Autonomy also shapes my work by forcing me to constantly reevaluate the process in which I develop my code. When presented with a problem, it is up to me to figure out what needs to be automated immediately and what can be done manually. In an environment that is constantly shifting, it’s important to spend time working on problems that add the most value.
 

While working autonomously comes with more pressure, it also means I get to play a much larger role in the company.


How does your direct manager support and/or encourage your professional autonomy?

Trust and communication are the most important factors to keep in mind when working autonomously. My direct manager encourages autonomy by building and maintaining trust within the team. In an autonomous role, it is critical to stay in communication and ask for help when needed. I know that my team has my back in tough situations and vice versa. Being transparent on what is slowing me down and raising issues that come early on is also extremely important. Having a manager who listens to that feedback and makes adjustments as necessary is crucial.

 

How has this autonomy affected your experience at Prizeout?
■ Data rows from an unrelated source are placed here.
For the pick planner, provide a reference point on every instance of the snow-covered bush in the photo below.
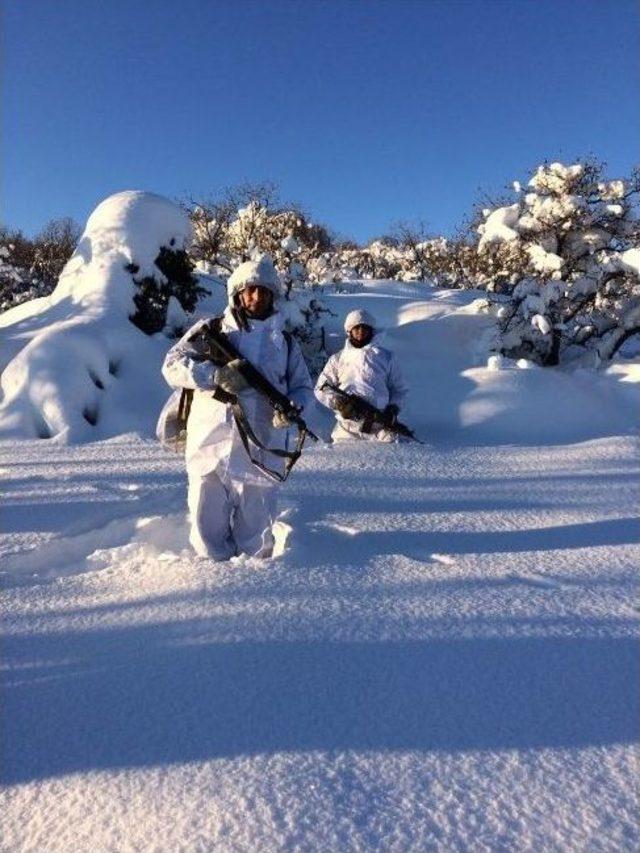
(53, 247)
(172, 279)
(567, 255)
(250, 221)
(77, 368)
(29, 268)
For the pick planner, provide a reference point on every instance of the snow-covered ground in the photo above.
(443, 655)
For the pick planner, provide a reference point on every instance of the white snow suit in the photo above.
(231, 501)
(373, 373)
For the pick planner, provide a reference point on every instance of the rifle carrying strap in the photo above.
(247, 434)
(245, 430)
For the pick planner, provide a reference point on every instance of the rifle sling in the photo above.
(247, 434)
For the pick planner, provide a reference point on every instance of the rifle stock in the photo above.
(372, 414)
(221, 350)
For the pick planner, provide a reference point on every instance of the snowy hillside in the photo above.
(441, 656)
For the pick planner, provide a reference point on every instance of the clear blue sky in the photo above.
(365, 111)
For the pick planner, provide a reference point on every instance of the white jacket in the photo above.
(213, 440)
(371, 372)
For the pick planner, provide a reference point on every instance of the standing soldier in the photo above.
(236, 442)
(363, 378)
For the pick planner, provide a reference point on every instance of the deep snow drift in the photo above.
(442, 655)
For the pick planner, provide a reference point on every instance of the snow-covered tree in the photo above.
(171, 281)
(53, 247)
(566, 254)
(18, 281)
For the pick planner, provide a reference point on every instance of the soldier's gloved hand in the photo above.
(390, 414)
(348, 409)
(203, 375)
(229, 377)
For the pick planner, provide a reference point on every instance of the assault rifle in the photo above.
(370, 415)
(220, 350)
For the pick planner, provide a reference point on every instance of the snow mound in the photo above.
(78, 370)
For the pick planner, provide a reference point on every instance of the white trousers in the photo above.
(230, 519)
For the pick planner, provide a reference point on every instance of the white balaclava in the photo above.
(260, 272)
(360, 317)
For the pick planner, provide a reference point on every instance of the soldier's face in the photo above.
(256, 300)
(361, 335)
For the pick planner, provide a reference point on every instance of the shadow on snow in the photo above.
(167, 693)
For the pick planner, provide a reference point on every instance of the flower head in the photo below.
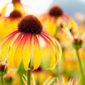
(30, 45)
(56, 11)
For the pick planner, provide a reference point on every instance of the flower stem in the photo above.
(81, 69)
(29, 73)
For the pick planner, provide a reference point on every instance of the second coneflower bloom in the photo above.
(49, 20)
(30, 45)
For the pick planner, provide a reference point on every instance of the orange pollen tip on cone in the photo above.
(56, 11)
(30, 24)
(15, 14)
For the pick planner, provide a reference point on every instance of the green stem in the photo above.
(28, 76)
(81, 69)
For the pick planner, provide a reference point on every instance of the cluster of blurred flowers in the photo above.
(45, 50)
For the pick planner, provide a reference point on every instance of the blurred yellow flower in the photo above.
(30, 45)
(49, 20)
(9, 23)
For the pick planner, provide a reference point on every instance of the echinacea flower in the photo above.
(10, 22)
(30, 45)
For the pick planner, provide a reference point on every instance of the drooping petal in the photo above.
(55, 50)
(12, 52)
(27, 52)
(52, 52)
(5, 45)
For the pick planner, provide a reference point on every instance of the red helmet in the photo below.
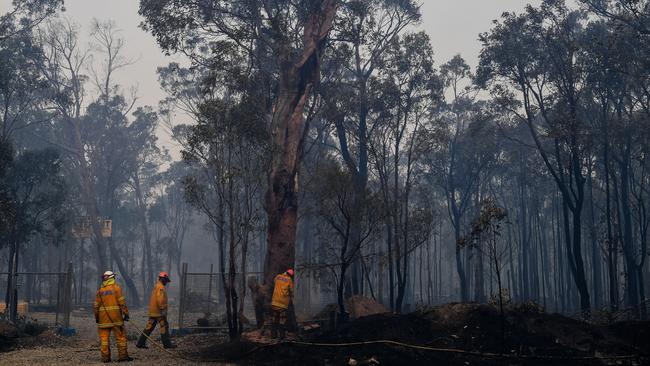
(164, 275)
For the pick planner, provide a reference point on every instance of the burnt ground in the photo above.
(49, 348)
(532, 338)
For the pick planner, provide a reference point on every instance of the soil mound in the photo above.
(360, 306)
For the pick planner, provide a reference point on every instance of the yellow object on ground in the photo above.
(110, 305)
(120, 339)
(282, 291)
(110, 309)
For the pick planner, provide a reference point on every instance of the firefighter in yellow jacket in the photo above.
(158, 313)
(282, 295)
(110, 314)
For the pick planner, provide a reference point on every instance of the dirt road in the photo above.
(83, 348)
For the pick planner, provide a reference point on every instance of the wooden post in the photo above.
(182, 297)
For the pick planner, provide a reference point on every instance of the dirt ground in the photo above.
(461, 334)
(49, 348)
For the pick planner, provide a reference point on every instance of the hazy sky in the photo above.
(453, 25)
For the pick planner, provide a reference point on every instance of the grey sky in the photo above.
(453, 25)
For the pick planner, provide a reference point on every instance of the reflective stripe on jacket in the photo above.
(282, 291)
(158, 301)
(110, 305)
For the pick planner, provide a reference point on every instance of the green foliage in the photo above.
(36, 192)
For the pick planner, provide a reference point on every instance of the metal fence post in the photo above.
(67, 297)
(182, 298)
(210, 288)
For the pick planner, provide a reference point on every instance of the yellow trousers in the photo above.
(120, 339)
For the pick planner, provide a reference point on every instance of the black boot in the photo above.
(142, 342)
(167, 343)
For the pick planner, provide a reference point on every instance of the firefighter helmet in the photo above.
(164, 275)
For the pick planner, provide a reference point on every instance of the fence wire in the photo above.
(203, 301)
(45, 297)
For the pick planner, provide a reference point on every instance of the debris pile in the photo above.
(460, 334)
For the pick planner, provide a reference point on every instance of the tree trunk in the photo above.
(297, 79)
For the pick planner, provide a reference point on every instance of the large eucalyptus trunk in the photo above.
(297, 79)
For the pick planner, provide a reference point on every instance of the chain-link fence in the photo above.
(202, 302)
(43, 296)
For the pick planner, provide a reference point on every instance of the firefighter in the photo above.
(282, 295)
(110, 314)
(158, 313)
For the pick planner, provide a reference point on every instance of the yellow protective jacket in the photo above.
(110, 305)
(282, 291)
(158, 301)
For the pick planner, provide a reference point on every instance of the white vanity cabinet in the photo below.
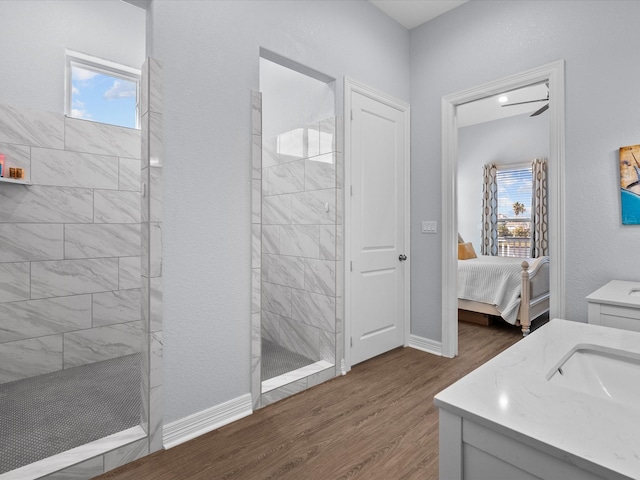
(507, 420)
(617, 305)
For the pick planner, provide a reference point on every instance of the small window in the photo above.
(102, 91)
(514, 211)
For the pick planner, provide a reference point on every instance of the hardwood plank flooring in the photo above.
(377, 422)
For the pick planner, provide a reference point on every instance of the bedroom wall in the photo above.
(210, 54)
(484, 40)
(516, 139)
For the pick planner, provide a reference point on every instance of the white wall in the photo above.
(507, 141)
(35, 34)
(291, 99)
(210, 53)
(484, 40)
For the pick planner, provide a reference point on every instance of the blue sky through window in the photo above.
(514, 186)
(103, 98)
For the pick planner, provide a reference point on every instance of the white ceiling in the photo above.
(411, 13)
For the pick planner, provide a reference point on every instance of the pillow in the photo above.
(466, 251)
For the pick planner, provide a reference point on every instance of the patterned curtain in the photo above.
(489, 210)
(539, 218)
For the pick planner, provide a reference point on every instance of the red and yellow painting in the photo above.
(630, 184)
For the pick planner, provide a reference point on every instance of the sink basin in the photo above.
(602, 372)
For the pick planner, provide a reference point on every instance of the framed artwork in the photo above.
(630, 184)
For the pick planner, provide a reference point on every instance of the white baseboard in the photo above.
(205, 421)
(425, 344)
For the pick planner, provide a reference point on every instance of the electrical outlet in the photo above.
(429, 226)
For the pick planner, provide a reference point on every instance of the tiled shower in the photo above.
(297, 256)
(80, 289)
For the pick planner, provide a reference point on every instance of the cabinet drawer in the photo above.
(620, 322)
(617, 311)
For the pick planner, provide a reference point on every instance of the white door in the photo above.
(378, 205)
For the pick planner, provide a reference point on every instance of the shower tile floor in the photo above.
(49, 414)
(277, 360)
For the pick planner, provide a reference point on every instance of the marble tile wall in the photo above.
(299, 222)
(70, 260)
(297, 247)
(102, 321)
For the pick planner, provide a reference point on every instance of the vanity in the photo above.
(616, 304)
(561, 403)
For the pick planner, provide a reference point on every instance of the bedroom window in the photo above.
(101, 91)
(514, 210)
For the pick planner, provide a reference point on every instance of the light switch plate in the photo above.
(429, 226)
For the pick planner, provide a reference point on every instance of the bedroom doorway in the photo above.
(553, 75)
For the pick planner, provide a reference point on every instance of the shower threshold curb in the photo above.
(76, 455)
(292, 376)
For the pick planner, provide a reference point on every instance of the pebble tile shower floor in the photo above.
(277, 360)
(49, 414)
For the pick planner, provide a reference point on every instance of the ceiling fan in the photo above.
(537, 112)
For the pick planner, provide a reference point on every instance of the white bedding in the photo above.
(492, 280)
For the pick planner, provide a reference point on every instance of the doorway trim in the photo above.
(554, 74)
(353, 86)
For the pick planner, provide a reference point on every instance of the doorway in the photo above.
(552, 73)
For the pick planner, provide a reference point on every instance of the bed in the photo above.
(516, 289)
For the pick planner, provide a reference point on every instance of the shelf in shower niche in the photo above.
(14, 180)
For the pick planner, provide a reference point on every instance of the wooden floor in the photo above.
(377, 422)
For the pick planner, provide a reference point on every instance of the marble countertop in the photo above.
(510, 394)
(616, 292)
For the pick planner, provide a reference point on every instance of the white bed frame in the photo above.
(534, 297)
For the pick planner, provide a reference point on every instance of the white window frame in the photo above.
(99, 65)
(515, 167)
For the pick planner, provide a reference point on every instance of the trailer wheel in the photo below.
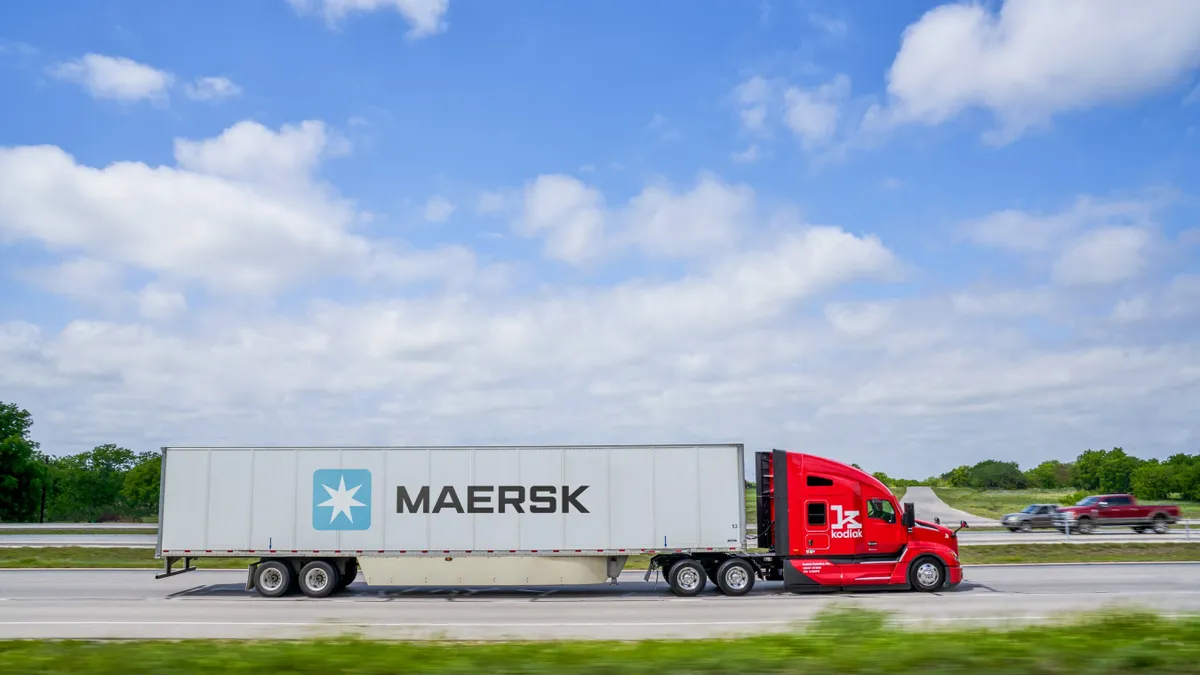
(927, 574)
(274, 579)
(318, 579)
(735, 577)
(687, 578)
(349, 575)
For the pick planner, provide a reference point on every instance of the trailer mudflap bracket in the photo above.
(169, 561)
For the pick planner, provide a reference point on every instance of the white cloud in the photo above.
(858, 320)
(211, 89)
(748, 156)
(832, 27)
(814, 114)
(661, 125)
(567, 213)
(426, 17)
(159, 303)
(1032, 60)
(707, 219)
(1023, 231)
(753, 97)
(238, 211)
(1103, 256)
(438, 209)
(78, 278)
(115, 77)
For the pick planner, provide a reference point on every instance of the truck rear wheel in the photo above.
(687, 578)
(735, 577)
(274, 578)
(927, 574)
(318, 579)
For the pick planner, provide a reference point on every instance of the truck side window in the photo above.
(881, 509)
(816, 514)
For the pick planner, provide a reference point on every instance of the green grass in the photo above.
(67, 556)
(995, 503)
(837, 641)
(1079, 553)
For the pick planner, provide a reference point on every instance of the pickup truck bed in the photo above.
(1115, 511)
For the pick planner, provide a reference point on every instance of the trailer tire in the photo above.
(274, 578)
(687, 578)
(349, 574)
(927, 574)
(318, 579)
(735, 577)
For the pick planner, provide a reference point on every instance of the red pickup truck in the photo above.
(1115, 511)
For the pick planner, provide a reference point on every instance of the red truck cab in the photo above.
(834, 526)
(1115, 511)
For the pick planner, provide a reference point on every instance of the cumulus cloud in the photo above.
(438, 209)
(567, 213)
(239, 211)
(426, 17)
(115, 78)
(1029, 61)
(214, 88)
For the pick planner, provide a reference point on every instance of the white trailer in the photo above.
(456, 515)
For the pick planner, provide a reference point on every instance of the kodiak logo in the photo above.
(847, 525)
(493, 499)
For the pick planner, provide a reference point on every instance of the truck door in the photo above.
(883, 537)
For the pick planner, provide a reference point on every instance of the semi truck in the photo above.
(539, 515)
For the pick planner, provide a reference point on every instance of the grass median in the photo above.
(996, 503)
(837, 641)
(95, 557)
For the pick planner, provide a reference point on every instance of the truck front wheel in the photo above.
(318, 579)
(687, 578)
(735, 577)
(274, 578)
(927, 574)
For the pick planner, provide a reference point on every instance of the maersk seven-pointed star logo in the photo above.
(341, 499)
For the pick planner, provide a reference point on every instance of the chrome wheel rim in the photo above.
(736, 578)
(316, 579)
(928, 574)
(688, 579)
(270, 580)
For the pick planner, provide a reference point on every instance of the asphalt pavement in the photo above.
(215, 604)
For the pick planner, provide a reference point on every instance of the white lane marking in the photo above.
(533, 625)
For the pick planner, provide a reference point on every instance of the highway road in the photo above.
(215, 604)
(966, 538)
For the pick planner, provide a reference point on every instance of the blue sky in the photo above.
(907, 234)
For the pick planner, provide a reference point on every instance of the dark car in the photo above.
(1033, 515)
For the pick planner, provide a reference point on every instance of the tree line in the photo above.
(108, 483)
(111, 483)
(1092, 471)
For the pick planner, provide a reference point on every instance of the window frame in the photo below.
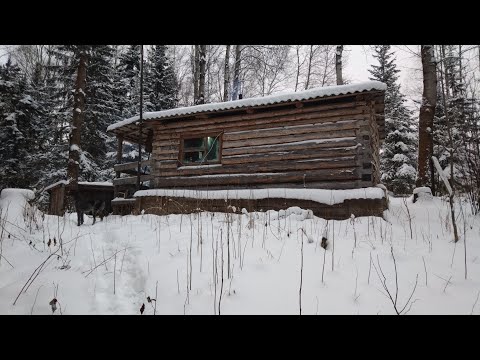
(202, 135)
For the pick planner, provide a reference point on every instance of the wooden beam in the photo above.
(132, 180)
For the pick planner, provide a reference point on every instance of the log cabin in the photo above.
(321, 138)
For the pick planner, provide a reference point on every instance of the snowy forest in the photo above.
(432, 140)
(37, 84)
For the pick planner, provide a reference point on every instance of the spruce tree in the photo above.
(160, 89)
(398, 155)
(19, 129)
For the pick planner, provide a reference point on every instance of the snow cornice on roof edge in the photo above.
(309, 94)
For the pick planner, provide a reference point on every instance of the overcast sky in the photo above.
(359, 61)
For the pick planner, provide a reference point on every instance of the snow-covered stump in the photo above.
(423, 192)
(327, 204)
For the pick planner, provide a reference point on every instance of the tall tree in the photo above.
(73, 168)
(427, 112)
(160, 83)
(398, 158)
(226, 73)
(236, 72)
(20, 122)
(338, 64)
(201, 75)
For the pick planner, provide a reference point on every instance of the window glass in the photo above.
(194, 143)
(202, 150)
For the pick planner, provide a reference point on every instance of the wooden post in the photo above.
(119, 152)
(119, 161)
(140, 120)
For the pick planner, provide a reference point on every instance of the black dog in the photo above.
(94, 207)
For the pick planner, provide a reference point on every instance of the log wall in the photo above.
(318, 144)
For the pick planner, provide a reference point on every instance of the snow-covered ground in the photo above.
(114, 266)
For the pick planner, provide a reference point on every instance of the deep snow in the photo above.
(153, 255)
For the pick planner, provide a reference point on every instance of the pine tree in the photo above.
(101, 110)
(128, 82)
(19, 129)
(398, 156)
(160, 85)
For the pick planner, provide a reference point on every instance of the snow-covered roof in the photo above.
(259, 101)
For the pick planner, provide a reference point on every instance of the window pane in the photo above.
(213, 153)
(193, 143)
(193, 156)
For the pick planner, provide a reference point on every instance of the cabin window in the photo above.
(203, 150)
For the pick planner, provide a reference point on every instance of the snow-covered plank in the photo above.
(260, 101)
(329, 197)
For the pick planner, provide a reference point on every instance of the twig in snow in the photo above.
(301, 279)
(34, 302)
(475, 303)
(426, 276)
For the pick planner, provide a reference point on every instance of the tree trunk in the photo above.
(196, 68)
(236, 72)
(226, 74)
(201, 79)
(444, 81)
(338, 64)
(298, 67)
(427, 112)
(77, 122)
(309, 68)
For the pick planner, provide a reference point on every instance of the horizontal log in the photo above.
(132, 165)
(311, 146)
(282, 110)
(289, 155)
(337, 184)
(289, 139)
(272, 166)
(187, 126)
(290, 130)
(293, 177)
(132, 180)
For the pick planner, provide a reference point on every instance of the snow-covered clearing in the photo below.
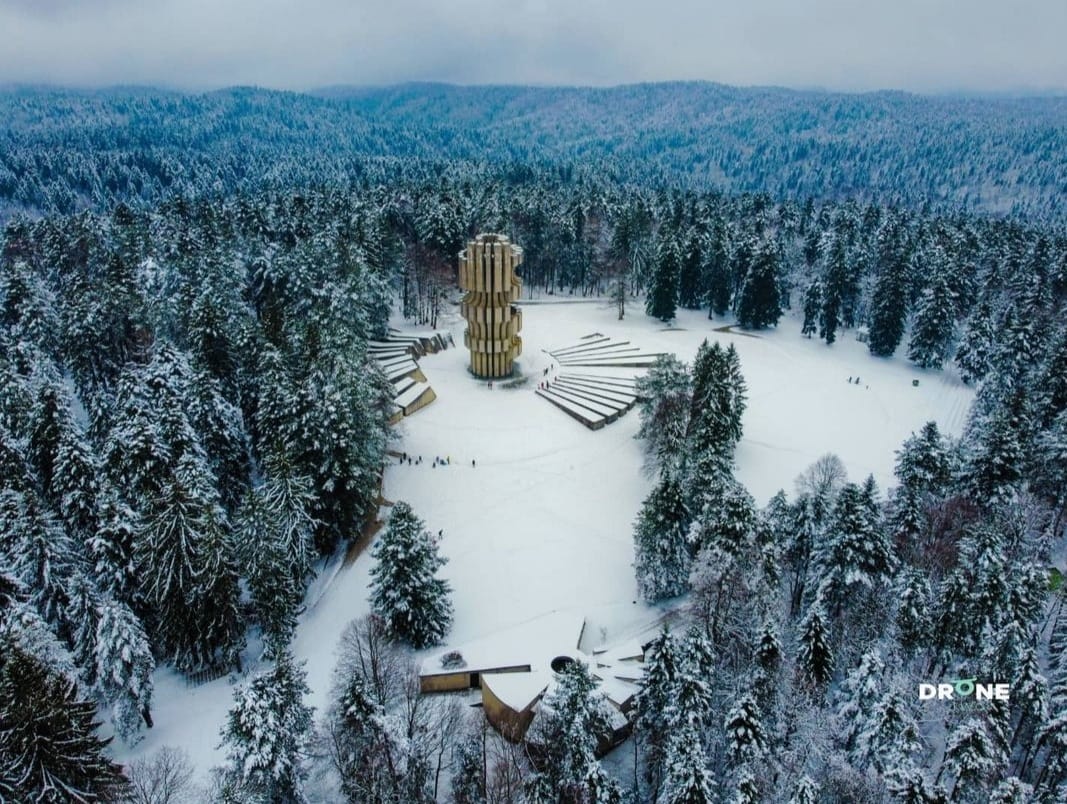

Autonomy has made me a much more confident and efficient developer. While working autonomously comes with more pressure, it also means I get to play a much larger role in the company. Understanding my priorities and organizing my day to day have become the keys to my success. I spend a lot of time ensuring I am working on the right thing and adding the right value. In return, the work that I do is far more rewarding and enjoyable.